Herbert Keller (mathematician)

from Wikipedia, the free encyclopedia

Herbert Bishop Keller (born June 19, 1925 in Paterson , New Jersey , † January 26, 2008 in Pasadena ) was an American mathematician who dealt with numerical analysis and applied mathematics.

Life

Keller studied physics engineer at the Georgia Institute of Technology and then went to the US Navy, where he was an artillery officer in the North Atlantic during World War II and then at a Navy school, where he taught Jimmy Carter , among other things . He then continued his studies at Georgia Tech and New York University , where he received his doctorate in 1954 with Wilhelm Magnus (but in reality with his brother Joseph B. Keller , with whom he also published) ( On Systems of Linear Ordinary Differential Equations with Applications to Ionospheric Propagation ). From 1951 to 1953 he also taught mathematics at Sarah Lawrence College. He then stayed at the Courant Institute at New York University, where he became Vice Director of the Computing and Applied Mathematics Center of the Atomic Energy Commission . In 1965 he was a visiting scientist at Caltech , where he became Professor of Applied Mathematics from 1967. From 1989 he was director of the Center for Parallel Computing there. In 2000 he was retired. He then was a Senior Research Scientist at the Center for Computational Mathematics at the University of California, San Diego .

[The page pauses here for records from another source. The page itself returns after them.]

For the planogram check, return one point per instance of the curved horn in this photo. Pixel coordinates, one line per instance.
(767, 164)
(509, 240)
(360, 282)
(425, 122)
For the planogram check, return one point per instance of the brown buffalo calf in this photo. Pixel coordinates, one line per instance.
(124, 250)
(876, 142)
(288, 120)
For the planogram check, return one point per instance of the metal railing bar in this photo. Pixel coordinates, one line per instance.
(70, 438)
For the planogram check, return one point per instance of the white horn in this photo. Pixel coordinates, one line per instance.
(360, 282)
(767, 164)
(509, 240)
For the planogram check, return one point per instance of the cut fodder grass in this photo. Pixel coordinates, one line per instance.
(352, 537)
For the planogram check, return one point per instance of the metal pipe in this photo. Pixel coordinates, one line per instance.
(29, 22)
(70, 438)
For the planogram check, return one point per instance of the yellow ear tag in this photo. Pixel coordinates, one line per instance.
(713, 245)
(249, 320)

Keller dealt with the numerical analysis of nonlinear phenomena such as bifurcation theory , which he investigated with homotopy techniques in parameter space and with path following methods, with numerical hydrodynamics , two-point boundary value problems and parallel algorithms .

From 1973 to 1974 Keller was Vice President and from 1975 to 1976 President of SIAM , whose Theodore von Karman Prize he received in 1994. From 1979 to 1980 he was a Guggenheim Fellow . He had been a member of the American Academy of Arts and Sciences since 1976 . Keller was co-editor of the SIAM Journal on Applied Mathematics, the SIAM Journal on Numerical Analysis, Numerical Mathematics, and the Journal of Computer and System Sciences.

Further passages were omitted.